A second candlelight vigil will take place in Victoria tonight to commemorate the life of Chantel Moore.
Moore was a 26-year-old Indigenous woman who had moved to New Brunswick from her home on Vancouver Island, before she was shot five times and killed by a police officer during a wellness check on June 4.
RCMP alleges that Moore was brandishing a knife, and the officer in question did not attempt to use non-lethal weapons during the incident.
Last week, hundreds of people showed up at the BC Legislature for a vigil in Moore’s honour.
Now her aunt Laura Mason, who hails from the Tla-o-quiaht First Nation located near Tofino, is hoping people will attend a second ceremony at the BC Legislature tonight, to not only keep Moore’s story alive, but also hear from other Indigenous people about their experiences.
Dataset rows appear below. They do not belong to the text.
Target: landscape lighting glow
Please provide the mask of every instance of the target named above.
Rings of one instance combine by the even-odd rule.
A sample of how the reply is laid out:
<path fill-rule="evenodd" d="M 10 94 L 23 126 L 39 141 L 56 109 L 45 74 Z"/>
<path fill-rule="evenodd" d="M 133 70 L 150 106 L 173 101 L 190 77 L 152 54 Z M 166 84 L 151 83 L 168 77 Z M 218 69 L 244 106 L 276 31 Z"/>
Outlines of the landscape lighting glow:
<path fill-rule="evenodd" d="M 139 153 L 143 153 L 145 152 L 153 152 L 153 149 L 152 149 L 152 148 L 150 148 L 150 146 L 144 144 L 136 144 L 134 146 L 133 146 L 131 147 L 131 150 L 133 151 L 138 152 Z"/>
“I don’t want Chantel’s story to be swept under the rug. I don’t want her to be forgotten or dismissed because she was brutally shot to death when the police were there meant to check on her, not kill her,” said Mason in a phone interview with Victoria Buzz.
“This week I’m hoping people will share their experiences of police brutality and their truths as an Indigenous person. Everyone I know that is Indigenous has experienced something that non-Indigenous people don’t know or can’t really relate to or understand.”
The event on Thursday evening will take place at the BC Legislature grounds from 7 p.m. til 10 p.m., the first hour of which will be reserved for Moore’s mother, Martha Martin, and other Indigenous people to speak about their experiences.
The hour between 8 p.m. and 9 p.m. will be reserved for freestyle drumming and singing from anyone who wishes to participate.
“I imagine there will be people that have heavy things to share and I don’t want people to leave vulnerable and raw. So we’ll start to wrap up with songs,” adds Mason.
At 9 p.m., Mason will be announcing a special project in memoriam of Moore and her mother, which will be followed by a candlelight vigil and five minutes of silence to represent the five gunshots that killed Chantel Moore.
According to Mason, she and Moore’s other family members are seeking some level of accountability on the part of the police officer who shot her.
“As Indigenous people, we don’t wish people unwell on people, it’s not in our nature, but we do expect accountability rather than just a slap on the wrist,” she said.
Around 400 people are expected to show up at the gathering and are all encouraged to wear masks.
Mason says those who do not bring a face covering can request one from organizers on the ground. There will also be hand sanitizer available at the event.
Just like last week’s memorial, attendees are asked to bring candles for the vigil, and wear yellow to represent Moore’s favourite colour and phrase, ‘Stay Golden’.